Andy was taken to hospital and then Germany where he was interrogated and then eventually taken to a prisoner of war camp for the rest of the war.
The 10 Squadron crew were on board a Halifax Mk II aircraft HX181 (ZA-K) flying out of RAF Melbourne in Yorkshire.
The crew had only flown back from a raid in Mannheim 15 hours before but grabbing their parachutes they scrambled through the small hatch into the vast aircraft.
During the raid on the chemical factory, HX181 sustained considerable damage but managed to limp back across the Channel to try to land safely.
At first, the crew attempted to land at Ford Airfield. However, contemporary reports say a crashed Flying Fortress was blocking the runway, so they flew on to RAF Tangmere but crashed into a hangar there.
On board was the captain, Flight Sergeant Ben Holdsworth, a 23-year-old from Leeds, and 20-year-old Flight Sergeant Clive Telfer, the navigator. The air bomber was 31-year-old Sergeant Jim Oudinot. Sergeant Bob Downs 22, was the wireless operator. Nineteen-year-old Sergeant Jim Steel was on his first flight, 21-year-old Sergeant Charlie Smith, who was known as ‘Little Charlie’, was the tail gunner and Australian Flight Sergeant John Harper, at 28, was the only member of the crew to have become a father (Jim Oudinot’s daughter was born five months after his death).
Organiser Aly Etherington said she started researching the crash around two and half years ago:
“When I first heard about it, I came to Tangmere to find out more and nobody knew anything about it.
“We have three eyewitness accounts and all independently stated they didn’t believe it was the pilot who was flying.”
John Dowsett’s uncle was a pilot who was onboard the Halifax when it crashed.
“There are a lot more questions than answers with the crash.
“We don’t know whether my uncle was flying it. It was a damaged aircraft so it would have been difficult to land or it could be that he had been killed and someone else had been trying to land the aircraft.

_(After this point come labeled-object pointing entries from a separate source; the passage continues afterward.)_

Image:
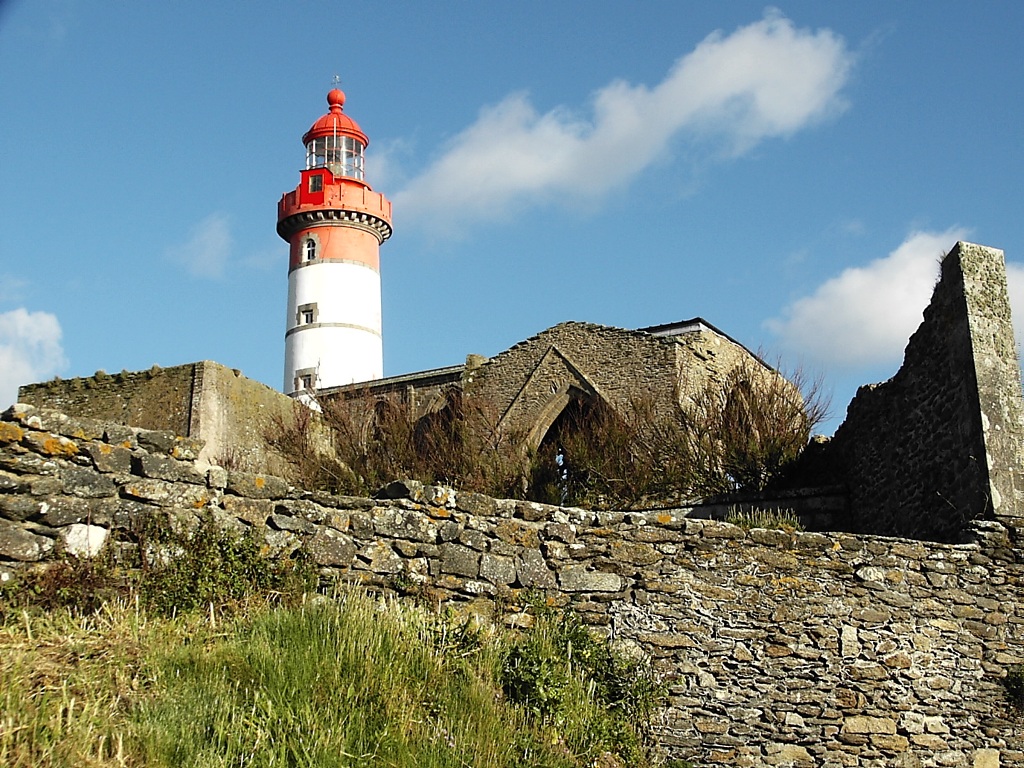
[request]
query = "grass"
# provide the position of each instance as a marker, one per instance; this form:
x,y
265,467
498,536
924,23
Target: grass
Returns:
x,y
218,656
350,681
779,519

He was a very experienced pilot though. This event is fabulous. If it wasn’t for Aly, this would have never occurred. Her tenacity and dedication to this is praise worthy.”
Joyce Warren, secretary at the Tangmere Military Aviation Museum, heard the explosion when she was nine at the time. She said:
“I lived in the village. In those days you weren’t told anything.
We heard these terrific explosions and were ordered to get into our shelter and laid there listening to it more or less all night.”
Despite the flypast from the Battle of Britain Memorial Flight being cancelled, Goodwood Flying School flew one of their Harvard planes over the site during the service.